Folks often ask me if Covert-Aggressive personalities (manipulators) and other disturbed characters really understand themselves or know what they’re doing.  I always reply that most of the time, such personalities know exactly who they are and what they’re up to.  This is something others find very hard to believe.  But to illustrate the point, I thought I’d reproduce a portion of an article I wrote about a year ago on a popular international blog:

Covert-Aggressive Personalities are the archetypal wolves in sheep’s clothing that I introduced in my first book, In Sheep’s Clothing . These individuals are not openly aggressive in manner in which they relate to others.  In fact, they do their best to keep their aggressive intentions and behaviors carefully masked. They can often appear quite charming and amiable, but underneath their civil facade they are just as ruthless as any other aggressive personality. They are devious, underhanded, and subtle in the ways they abuse and exploit others. They have generally cultivated an arsenal of interpersonal maneuvers and tactics that enable them to effectively manipulate and control those in relationships with them.
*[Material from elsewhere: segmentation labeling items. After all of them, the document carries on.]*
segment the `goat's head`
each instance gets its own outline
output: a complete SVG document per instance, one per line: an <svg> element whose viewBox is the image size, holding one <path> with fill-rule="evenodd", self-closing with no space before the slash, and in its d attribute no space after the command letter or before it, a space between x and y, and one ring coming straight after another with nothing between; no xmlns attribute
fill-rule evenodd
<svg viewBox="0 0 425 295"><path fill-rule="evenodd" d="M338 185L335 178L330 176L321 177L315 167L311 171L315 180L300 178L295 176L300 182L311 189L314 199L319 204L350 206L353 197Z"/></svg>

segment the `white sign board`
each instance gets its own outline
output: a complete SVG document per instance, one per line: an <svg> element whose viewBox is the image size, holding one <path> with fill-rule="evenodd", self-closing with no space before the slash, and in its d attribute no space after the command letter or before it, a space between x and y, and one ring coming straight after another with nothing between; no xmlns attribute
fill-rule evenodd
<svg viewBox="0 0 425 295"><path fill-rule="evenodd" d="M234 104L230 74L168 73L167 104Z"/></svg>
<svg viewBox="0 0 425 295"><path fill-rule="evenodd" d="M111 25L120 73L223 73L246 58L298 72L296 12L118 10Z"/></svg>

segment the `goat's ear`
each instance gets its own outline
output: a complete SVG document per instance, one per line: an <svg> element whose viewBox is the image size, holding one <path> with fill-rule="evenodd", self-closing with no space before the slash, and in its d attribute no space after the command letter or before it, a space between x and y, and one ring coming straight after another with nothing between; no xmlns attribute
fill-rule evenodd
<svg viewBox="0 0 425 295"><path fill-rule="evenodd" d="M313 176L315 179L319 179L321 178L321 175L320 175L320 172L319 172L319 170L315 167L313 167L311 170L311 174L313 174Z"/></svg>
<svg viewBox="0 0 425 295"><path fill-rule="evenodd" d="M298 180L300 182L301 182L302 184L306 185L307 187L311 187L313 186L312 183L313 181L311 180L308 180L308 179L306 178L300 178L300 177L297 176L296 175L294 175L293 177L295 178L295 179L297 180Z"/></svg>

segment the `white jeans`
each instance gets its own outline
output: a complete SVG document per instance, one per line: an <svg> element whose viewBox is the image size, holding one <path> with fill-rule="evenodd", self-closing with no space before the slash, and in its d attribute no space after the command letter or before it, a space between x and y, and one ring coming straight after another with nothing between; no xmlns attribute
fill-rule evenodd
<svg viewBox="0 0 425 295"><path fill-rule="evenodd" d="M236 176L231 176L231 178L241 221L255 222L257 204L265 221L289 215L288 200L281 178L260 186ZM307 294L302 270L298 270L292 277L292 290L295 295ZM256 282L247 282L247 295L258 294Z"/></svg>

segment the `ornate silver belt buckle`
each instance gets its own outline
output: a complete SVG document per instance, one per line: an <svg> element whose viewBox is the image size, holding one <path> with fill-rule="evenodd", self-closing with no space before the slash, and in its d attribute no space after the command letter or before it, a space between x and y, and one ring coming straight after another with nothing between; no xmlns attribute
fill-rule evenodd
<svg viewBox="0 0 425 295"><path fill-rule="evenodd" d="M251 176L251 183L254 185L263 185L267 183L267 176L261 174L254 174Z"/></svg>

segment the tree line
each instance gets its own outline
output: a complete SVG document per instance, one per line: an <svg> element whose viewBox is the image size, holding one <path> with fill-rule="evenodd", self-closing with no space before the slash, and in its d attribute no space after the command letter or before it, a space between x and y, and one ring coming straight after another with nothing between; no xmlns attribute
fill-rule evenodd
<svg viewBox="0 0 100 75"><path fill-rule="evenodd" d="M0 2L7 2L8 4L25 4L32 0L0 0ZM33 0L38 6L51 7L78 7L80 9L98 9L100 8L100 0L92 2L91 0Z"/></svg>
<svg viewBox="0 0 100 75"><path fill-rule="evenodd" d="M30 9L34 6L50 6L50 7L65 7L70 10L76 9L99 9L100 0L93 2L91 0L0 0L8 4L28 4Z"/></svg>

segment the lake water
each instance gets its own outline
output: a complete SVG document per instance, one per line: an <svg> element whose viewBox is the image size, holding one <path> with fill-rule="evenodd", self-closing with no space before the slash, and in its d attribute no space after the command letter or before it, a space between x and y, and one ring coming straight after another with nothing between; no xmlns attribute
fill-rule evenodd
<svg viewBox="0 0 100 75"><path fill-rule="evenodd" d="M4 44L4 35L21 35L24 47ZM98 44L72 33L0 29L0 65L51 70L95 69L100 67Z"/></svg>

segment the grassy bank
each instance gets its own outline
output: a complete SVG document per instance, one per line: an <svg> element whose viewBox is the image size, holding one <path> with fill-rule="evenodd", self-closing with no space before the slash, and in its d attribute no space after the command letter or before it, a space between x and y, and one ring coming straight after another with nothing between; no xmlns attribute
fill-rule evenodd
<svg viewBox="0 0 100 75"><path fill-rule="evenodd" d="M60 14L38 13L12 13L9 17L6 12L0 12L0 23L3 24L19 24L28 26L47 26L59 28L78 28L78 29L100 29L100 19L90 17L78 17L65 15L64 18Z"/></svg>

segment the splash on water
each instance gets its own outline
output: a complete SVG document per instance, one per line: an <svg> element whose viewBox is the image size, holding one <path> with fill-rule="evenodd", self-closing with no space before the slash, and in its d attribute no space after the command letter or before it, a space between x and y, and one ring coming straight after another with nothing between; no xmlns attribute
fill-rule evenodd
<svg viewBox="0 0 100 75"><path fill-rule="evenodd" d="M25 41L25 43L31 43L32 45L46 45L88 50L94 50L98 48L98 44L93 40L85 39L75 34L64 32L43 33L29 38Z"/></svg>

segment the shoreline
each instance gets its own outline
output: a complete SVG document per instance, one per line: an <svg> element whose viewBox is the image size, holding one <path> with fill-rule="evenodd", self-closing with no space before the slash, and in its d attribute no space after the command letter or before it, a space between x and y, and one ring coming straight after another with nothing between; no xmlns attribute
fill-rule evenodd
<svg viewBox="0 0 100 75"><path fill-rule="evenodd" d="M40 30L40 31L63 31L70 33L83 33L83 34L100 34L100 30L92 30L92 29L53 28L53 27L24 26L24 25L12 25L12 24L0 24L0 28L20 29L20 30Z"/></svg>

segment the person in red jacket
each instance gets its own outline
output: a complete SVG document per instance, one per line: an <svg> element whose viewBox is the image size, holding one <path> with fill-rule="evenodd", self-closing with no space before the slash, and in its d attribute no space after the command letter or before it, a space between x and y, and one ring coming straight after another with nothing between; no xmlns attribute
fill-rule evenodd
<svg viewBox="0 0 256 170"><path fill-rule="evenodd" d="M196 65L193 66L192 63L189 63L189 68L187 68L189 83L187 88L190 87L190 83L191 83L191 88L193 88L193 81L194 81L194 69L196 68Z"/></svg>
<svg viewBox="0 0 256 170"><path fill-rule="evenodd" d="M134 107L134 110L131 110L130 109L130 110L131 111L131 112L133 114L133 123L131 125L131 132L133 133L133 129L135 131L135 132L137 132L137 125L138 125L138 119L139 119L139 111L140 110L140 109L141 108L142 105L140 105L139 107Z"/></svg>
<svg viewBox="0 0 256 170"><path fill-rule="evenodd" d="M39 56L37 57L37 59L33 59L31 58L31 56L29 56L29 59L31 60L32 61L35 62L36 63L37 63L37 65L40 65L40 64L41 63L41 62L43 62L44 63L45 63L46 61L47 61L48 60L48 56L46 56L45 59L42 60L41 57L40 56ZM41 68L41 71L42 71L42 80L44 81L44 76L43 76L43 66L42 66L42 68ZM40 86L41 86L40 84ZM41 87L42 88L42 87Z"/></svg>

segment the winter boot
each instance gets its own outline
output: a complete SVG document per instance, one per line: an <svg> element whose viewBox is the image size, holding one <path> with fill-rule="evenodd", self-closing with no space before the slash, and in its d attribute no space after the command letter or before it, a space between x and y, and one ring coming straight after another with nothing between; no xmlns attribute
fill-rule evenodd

The tactics they use are effective because they simultaneously accomplish two objectives very effectively:

  • The tactics conceal obvious aggressive intent. When the covert-aggressive is using the tactics, the other person has little objective reason to suspect that he is simply attempting to gain advantage over them.
  • The tactics covert-aggressive personalities use effectively play on the sensitivity, conscientiousness, and other vulnerabilities of most persons — especially neurotic individuals — and therefore effectively quash any resistance another person might have to giving-in to the demands of the aggressor.

So, it’s this one-two punch of the tactics: never really seeing what’s coming, and being vulnerable to succumbing to them, that’s at the heart of why most people get manipulated by them.

About a week after I posted the article referenced above, the blog site received one of the most interesting comments to date:

It’s very disturbing, but true… I am one of these personality types.  It is quite an issue for me since I only started really looking at this pattern and why I do it over the last few weeks. (I am 35).  You make the point that this personality type has an underdeveloped conscience and that some of these individuals have more conscience impairment than others.  This may be a harsh assessment, but I know this is true, also.  I actually have some degree of conscience.  I would never think of actually hurting another person physically for personal gain, ever.  Still, I do seem to “attack” when I perceive my own interests or safety to be under assault in any way, be it physical, emotional, spiritual, and I justify my behavior by telling myself it’s necessary.

I have tried to limit my covert-aggressive actions to those situations when I feel it’s absolutely necessary for survival and the last resort.  However, it’s very difficult for me not to “act-out” (I know you say this is an incorrect use of the term) whenever I see a chance to gain a victory over others.

I dont know where this all got started.  I just know that my behavior has a name, and that I really need to try harder (it seems to become a bit easier all the time) to be less manipulative and more straightforward. To face this issue is not an easy one, because it means I have to adapt my way of thinking and acting to more “normal” trains.

My wife knows all this about me and still loves me.


The above comment validates points that I’ve made in prior posts about this personality type.  Some of these folks are more neurotic than they are character-disordered.  Some have more of a conscience than others.  But in the end, such personalities have impairments in conscience and character that allow them to exploit the vulnerabilities of others and to justify their actions by claiming their behavior was necessary.  And, as the testimonial above attests to, these folks know what they’re doing.

Perhaps the most hopeful aspects of Jacob’s testimonial is that people can and do change, but they have to be the ones to decide it’s in their best interest.  And over the years, I have dealt with literally hundreds of folks just like Jacob who acquired enough integrity of character and motivation to put an end to their covert-aggressive ways.